Here is where I try to use my experience to start assisting someone; in theory, the neighbors aren't hurting my kids. I never let them treat my kids the same way they did me.

They truly were well-treated, my kids genuinely cared for and loved them. However, there is a poisonous and bad side where healthy boundaries are crossed. I said nothing to my kids, but even though they were kind to them, their actions began to affect the kids, who noticed, and now they don't want to interact with them. Her entering my children's classroom and speaking to their teachers greatly infuriated my son. Likewise, seeing them hit their mother, was the deciding factor for the kids, and I had nothing to do with it. They decided they didn't want a relationship with them.

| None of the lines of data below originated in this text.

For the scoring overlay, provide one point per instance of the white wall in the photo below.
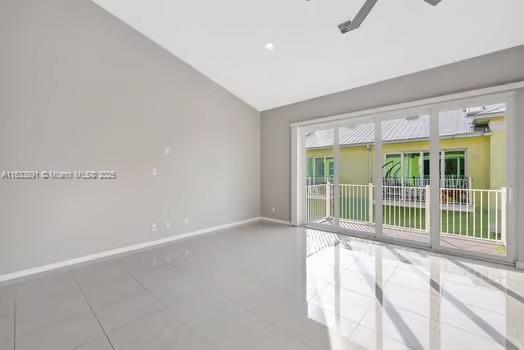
(80, 90)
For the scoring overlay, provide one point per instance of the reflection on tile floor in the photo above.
(265, 286)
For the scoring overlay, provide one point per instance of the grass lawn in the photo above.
(461, 223)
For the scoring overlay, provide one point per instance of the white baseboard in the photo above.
(117, 251)
(277, 221)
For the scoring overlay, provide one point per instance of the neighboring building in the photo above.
(472, 143)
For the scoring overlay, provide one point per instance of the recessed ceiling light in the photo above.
(269, 46)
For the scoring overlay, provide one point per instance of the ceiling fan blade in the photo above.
(359, 18)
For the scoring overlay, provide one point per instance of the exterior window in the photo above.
(392, 167)
(319, 167)
(309, 169)
(330, 162)
(409, 165)
(454, 164)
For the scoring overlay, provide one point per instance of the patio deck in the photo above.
(446, 240)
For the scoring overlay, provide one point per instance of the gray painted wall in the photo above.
(80, 90)
(484, 71)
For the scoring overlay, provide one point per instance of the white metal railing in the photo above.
(471, 213)
(406, 207)
(445, 181)
(474, 213)
(318, 180)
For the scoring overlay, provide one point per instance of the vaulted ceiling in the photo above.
(225, 40)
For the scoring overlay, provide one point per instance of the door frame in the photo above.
(432, 107)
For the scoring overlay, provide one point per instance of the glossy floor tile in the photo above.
(266, 286)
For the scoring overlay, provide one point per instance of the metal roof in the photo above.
(451, 123)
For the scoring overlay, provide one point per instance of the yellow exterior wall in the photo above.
(356, 162)
(498, 153)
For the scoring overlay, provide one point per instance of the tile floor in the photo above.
(266, 286)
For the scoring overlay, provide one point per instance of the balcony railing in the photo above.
(447, 181)
(470, 213)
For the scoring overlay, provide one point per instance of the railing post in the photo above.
(370, 203)
(428, 207)
(328, 199)
(503, 197)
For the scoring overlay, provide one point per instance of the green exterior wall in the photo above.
(485, 160)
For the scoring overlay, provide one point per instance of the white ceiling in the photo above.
(224, 39)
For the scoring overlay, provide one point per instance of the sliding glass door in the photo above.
(437, 176)
(405, 178)
(319, 179)
(355, 161)
(474, 202)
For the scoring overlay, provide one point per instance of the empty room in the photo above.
(261, 175)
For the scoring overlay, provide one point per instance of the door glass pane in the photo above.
(320, 194)
(405, 183)
(356, 189)
(473, 186)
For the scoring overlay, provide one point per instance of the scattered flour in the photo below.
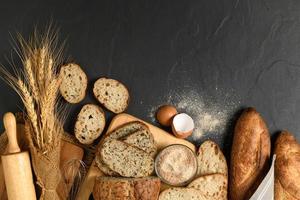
(210, 117)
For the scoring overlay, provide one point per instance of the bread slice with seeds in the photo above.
(113, 188)
(182, 194)
(74, 83)
(126, 160)
(120, 132)
(211, 160)
(213, 186)
(142, 139)
(90, 123)
(112, 94)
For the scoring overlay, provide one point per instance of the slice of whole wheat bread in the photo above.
(142, 139)
(74, 83)
(213, 186)
(126, 160)
(113, 188)
(90, 123)
(112, 94)
(211, 160)
(118, 133)
(182, 194)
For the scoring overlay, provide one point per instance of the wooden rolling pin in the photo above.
(16, 165)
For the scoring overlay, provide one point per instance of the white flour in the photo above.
(209, 116)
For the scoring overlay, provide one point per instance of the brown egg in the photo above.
(165, 114)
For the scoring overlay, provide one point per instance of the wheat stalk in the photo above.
(38, 86)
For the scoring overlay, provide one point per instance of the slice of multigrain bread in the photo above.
(211, 159)
(182, 194)
(90, 123)
(73, 83)
(113, 188)
(126, 160)
(112, 94)
(118, 133)
(142, 139)
(213, 186)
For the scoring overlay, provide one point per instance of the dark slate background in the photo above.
(248, 49)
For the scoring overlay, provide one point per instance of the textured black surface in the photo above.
(239, 53)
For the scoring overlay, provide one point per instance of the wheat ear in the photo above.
(30, 107)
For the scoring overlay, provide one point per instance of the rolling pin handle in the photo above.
(10, 126)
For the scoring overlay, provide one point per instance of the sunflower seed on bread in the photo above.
(120, 132)
(213, 186)
(74, 83)
(182, 194)
(142, 139)
(211, 160)
(126, 160)
(90, 123)
(112, 94)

Here's the thing I want everyone to know, though: you have the right to end any relationship for the sake of your mental health, regardless of whether it's with your grandparents, aunt, or uncle. Your kids will indeed grow up without grandparents and be just fine. If they treat the children well, it makes no difference. If they're mistreating you. Are the parents of the children truly happy? Never fear what's best for your mental health by removing relationships from your children. You're worthy of that!

Similarly, when examining package offers, it is important to consider the affiliations of your significant other. Not only are you getting married to that individual, but you also have the people in the picture to ensure that they treat you well and won't have a negative impact on your mental health.

Moving away from my neighbors was my happily ever after. In the house we currently own, my husband finds it less awkward because my name is the only one on the deed. I assert that she is not permitted to visit a home I own! I will never allow her into my home someone who destroys my reputation and has mistreated me mentally on so many levels. Naturally, she is the one who is the victim after she physically, mentally, and emotionally mistreated me. I adore every comment, "I can't believe you cut her out of your life completely." I just wear a smile.

Just remember, when you're dealing with somebody who's abusing you, you don't have to stoop to their level and tell lies about them or spread rumors about them. All you have to do is tell the truth about what they did to you, and they will look like the horrible person they are. We as individuals should be judged by our actions. That's what I told myself all those years. One day she'll get hers when I finally find the courage to tell people about what she did to me.